Je ne réponds rien et, le visage toujours fermé, je fixe la route. Il ne semble pas s’en inquiéter davantage pour commencer puisqu'il allume la radio et chante à tue-tête, mais quand il se rend compte que je ne suis pas de cet avis, il soupire et me lance un regard qui en dit long. Je l’ignore d’autant plus et feins l’indifférence. Je me dis que, peut-être, il pourrait se lasser et continuer son spectacle parce que, même si je ne le montrais pas, j'appréciais l'instant. Il me répète alors :
— Je n’ai jamais, au grand jamais, montré la salle de boxe à personne. La seule personne qui connaisse son existence, c’est ma mère.
— Ah vraiment ? Super, mais pourquoi est-ce que tu me dis ça ?
— Parce que tu es embêtée, je vois bien que ça te fait quelque chose. Je ne comprends pas pourquoi d’ailleurs, mais soit.
— Non, je m’en fiche complètement. Tu te trompes.
— Alors de quoi s’agit-il ?
— Je ne sais pas, je n’ai aucune raison de te croire, c’est tout.
— C’est vrai. Tu peux me poser une question si tu veux. Je te laisse choisir laquelle, et j'y répondrais.
— Pourquoi est-ce que tu joues à ce jeu ?
— Je ne peux pas répondre à cette question.
— Tu n'as pas vraiment le choix, je rétorque. Tu m'as dit de choisir une question et que tu y répondrais. J'ai choisi ma question, tu dois y répondre.

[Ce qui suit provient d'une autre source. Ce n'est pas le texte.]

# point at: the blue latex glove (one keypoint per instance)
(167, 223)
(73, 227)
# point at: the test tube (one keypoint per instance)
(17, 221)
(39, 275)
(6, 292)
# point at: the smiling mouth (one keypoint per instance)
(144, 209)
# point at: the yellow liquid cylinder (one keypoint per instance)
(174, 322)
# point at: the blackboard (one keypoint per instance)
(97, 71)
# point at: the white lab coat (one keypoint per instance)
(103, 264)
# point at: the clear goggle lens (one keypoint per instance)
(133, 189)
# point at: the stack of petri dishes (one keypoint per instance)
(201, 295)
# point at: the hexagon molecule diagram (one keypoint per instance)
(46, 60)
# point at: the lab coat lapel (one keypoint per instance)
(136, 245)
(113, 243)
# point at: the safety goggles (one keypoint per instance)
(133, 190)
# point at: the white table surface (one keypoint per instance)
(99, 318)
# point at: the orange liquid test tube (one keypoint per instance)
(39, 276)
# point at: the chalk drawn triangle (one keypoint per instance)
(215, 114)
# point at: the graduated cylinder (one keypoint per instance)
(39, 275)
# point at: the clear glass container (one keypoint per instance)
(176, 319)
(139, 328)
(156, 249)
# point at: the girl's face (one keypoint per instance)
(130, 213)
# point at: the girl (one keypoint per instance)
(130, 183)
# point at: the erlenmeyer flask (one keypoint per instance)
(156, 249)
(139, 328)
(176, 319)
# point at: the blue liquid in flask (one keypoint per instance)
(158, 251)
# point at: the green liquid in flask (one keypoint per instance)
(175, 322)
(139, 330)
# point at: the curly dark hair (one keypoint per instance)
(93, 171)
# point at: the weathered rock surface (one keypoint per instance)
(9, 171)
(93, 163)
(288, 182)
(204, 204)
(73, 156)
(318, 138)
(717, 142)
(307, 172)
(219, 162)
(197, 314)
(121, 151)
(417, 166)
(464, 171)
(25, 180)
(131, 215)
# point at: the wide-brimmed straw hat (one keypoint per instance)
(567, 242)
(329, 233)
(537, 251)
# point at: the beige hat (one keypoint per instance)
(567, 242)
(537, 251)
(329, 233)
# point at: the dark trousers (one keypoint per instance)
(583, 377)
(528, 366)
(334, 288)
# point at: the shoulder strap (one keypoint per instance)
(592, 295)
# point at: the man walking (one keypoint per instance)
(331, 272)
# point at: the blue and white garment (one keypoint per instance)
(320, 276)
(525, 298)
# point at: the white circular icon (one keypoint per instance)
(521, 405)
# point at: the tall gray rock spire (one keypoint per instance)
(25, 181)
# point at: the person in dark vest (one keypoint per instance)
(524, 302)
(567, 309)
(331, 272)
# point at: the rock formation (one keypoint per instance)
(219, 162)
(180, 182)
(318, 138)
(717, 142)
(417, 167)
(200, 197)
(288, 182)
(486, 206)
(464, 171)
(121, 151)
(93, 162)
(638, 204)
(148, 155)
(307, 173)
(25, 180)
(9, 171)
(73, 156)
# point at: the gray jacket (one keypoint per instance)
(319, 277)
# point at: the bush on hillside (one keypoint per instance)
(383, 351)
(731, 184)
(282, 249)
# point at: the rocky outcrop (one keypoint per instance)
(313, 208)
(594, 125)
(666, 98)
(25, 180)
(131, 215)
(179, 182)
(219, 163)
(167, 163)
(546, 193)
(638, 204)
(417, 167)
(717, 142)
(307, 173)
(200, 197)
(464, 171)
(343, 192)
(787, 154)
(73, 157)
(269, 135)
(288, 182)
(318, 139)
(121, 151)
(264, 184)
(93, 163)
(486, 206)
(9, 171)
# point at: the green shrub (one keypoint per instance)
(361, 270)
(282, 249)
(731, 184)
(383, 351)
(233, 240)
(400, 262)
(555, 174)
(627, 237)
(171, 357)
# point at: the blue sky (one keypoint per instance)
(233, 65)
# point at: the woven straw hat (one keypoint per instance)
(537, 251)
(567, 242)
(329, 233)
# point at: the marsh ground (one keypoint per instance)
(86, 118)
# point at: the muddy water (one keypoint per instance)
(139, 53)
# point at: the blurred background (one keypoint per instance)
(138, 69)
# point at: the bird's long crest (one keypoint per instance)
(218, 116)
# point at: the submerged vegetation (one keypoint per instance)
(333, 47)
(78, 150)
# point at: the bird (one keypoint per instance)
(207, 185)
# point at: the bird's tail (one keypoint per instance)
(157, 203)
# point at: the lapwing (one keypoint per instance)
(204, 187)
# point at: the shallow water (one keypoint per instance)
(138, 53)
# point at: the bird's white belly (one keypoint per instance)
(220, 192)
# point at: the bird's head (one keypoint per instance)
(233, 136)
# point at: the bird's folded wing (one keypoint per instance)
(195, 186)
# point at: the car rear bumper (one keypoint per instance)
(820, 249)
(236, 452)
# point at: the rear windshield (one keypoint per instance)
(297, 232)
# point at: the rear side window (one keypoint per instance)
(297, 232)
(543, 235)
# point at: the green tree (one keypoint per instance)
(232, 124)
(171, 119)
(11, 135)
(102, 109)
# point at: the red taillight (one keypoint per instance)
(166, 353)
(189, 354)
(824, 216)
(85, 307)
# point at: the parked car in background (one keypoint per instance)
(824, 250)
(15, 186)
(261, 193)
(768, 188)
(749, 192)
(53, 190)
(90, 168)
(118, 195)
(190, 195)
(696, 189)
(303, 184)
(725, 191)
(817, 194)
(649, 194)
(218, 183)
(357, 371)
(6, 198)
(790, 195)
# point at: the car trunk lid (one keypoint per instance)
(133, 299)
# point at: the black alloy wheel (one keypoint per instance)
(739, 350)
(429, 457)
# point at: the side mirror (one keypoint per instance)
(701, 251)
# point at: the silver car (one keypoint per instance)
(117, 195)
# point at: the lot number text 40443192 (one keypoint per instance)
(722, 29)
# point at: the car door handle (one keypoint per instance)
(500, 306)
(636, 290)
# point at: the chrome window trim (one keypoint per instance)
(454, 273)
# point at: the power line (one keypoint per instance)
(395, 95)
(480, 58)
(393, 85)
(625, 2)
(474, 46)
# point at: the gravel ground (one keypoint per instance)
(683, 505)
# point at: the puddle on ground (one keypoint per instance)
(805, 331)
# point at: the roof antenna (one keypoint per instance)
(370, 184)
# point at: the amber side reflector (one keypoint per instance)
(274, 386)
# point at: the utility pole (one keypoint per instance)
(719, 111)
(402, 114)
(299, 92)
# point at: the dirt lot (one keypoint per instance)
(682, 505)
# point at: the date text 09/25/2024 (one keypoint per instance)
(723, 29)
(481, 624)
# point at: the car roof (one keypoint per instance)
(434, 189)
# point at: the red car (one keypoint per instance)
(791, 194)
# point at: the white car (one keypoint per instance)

— J'y réponds si tu me dis qui tu aimes.
— Hors de question.
S’ensuit un long silence, encore plus pesant que le précédant. Liam n’a pas l’air de vouloir dire mot et je n’ai pas envie d’être la première à craquer donc je tente de me concentrer sur autre chose. Je fais le tour de toutes les options de la voiture, je compte ensuite les nuages dans le ciel puis je leur attribue un objet du quotidien, je me remémore de mes cours de signalisation dès que l’on passe devant un panneau et j'invente des scénarios pour faire s'écouler les secondes. Mais, malgré mes occupations, le temps se fait long et l’ambiance qui règne entre nous commence à me peser alors je décide de poser des questions, les quelques-unes qui me passent par la tête.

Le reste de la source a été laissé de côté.